Wei Zhou commented on HDFS-7343:
Thanks [~anu] for reviewing the design document and great comments!
For your comments:
1. Is this service attempting to become the answer for all administrative
problems of HDFS? In other words, Is this service is trying to be a catch all
I am not able to see what is common between caching and file placement and
between running distcp for remote replication and running balancer and disk
For long run, SSM is going to provide user an end-to-end storage management
automation solution. Any facility can be used in this project towards the
solution. The use cases and examples listed in the document just give examples
of the possible scenarios where SSM can be used and what can SSM do. SSM can
help from different angles by using these facilities.
But then in the latter parts of the document we drag in distcp, disk balancer
and balancer issues. SSM might be the right place for these in the long run,
but my suggestion is to focus on the core parts of the service and then extend
it to other things once the core is stabilized.
You are absolutely right, we have to be focused on implementing the core
part/module now instead of involving too much beyond at the same time, it's the
basis of other functions.
2. Do we need a new rules language – Would you please consider using a language
which admins will already know, for example, if we can write these rules in
time I have to configure Kerberos rules, I have to lookup the mini-regex
meanings. I am worried that this little rule language will blow up and once it
is in, this is something that we will need to support for the long term.
Yes, it's a very good question and we do have thought about it before. We aimed
at providing administrator/user a simple and specific rule language without
touching too much besides the rule logic itself. In fact, a rule is very simple
that only have to declare when and which action to be implied on some objects
(can be a file, node, etc.). A general and systematic language like python or
java script maybe too heavy for defining a rule.
3. In this model we are proposing a push model where the datanode and Namenode
pushes data to some kafka endpoint. I would prefer if namenode and datanode was
not aware of this service at all. This service can easily connect to namenode
and read almost all the data which is needed. If you need extra RPC to be added
in datanode and namenode that would an option too. But creating a dependency
from namenode and all datanodes in a cluster seems to be something that you
want to do after very careful consideration. If we move to a pull model, you
might not even need kafka service to be running in the initial versions.
Good point! This is also a very good way to implement SSM.
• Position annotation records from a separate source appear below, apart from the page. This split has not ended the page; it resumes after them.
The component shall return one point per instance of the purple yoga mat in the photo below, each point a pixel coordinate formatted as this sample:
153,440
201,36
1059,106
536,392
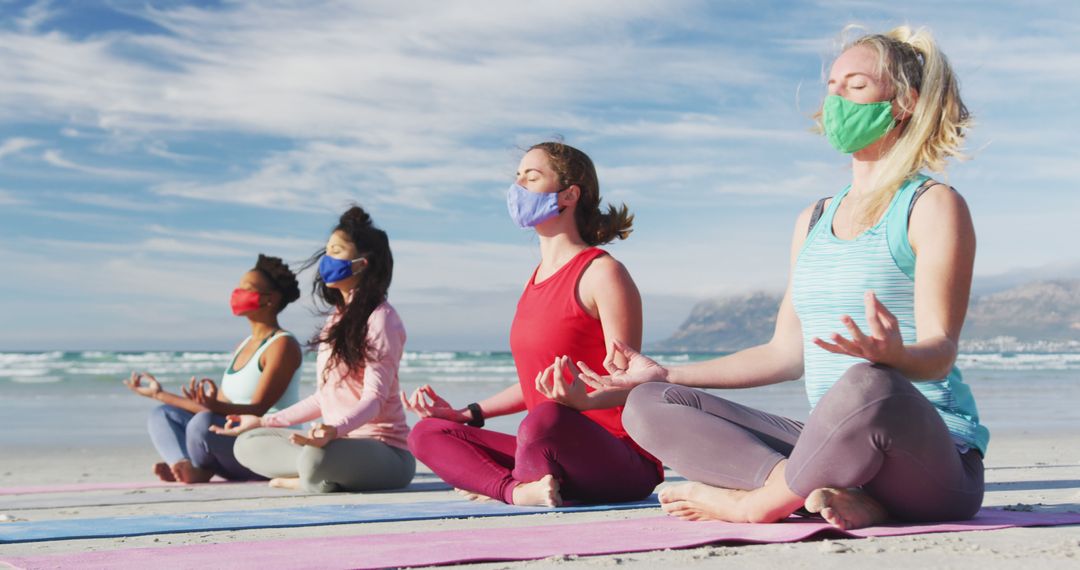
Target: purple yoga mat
527,543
If using pull model, the advantage are:
(1) No dependency on Kafka service, and it’s indeed much easier for
development, testing and deployment.
(2) Closer relationship with HDFS which may be able to support features that
cannot be done in the model described in the design document.
The disadvantage are:
(1) It may have potential performance issue. SSM have to know the messages
timely in order to work effectively. In order to decrease the overhead of
getting messages, SSM have to query NameNodes for the messages on a very high
frequency all the time. It’s also very hard for SSM to query DataNodes one by
one to get messages in a large scale cluster.
(2) It simplifies the process of message collecting and management. If SSM
stopped by user or crashed while the HDFS cluster is still working, then
messages from nodes shall be lost without Kafka, and it’s not friendly for SSM
to collect historical data.
Above, both of the models are workable and we may need more discussion on it.
What’s your opinion?
> HDFS smart storage management
> Key: HDFS-7343
> URL: https://issues.apache.org/jira/browse/HDFS-7343
> Project: Hadoop HDFS
> Issue Type: Improvement
> Reporter: Kai Zheng
> Assignee: Wei Zhou
> Attachments: HDFS-Smart-Storage-Management.pdf
> As discussed in HDFS-7285, it would be better to have a comprehensive and
> flexible storage policy engine considering file attributes, metadata, data
> temperature, storage type, EC codec, available hardware capabilities,
> user/application preference and etc.
> Modified the title for re-purpose.
> We'd extend this effort some bit and aim to work on a comprehensive solution
> to provide smart storage management service in order for convenient,
> intelligent and effective utilizing of erasure coding or replicas, HDFS cache
> facility, HSM offering, and all kinds of tools (balancer, mover, disk
> balancer and so on) in a large cluster.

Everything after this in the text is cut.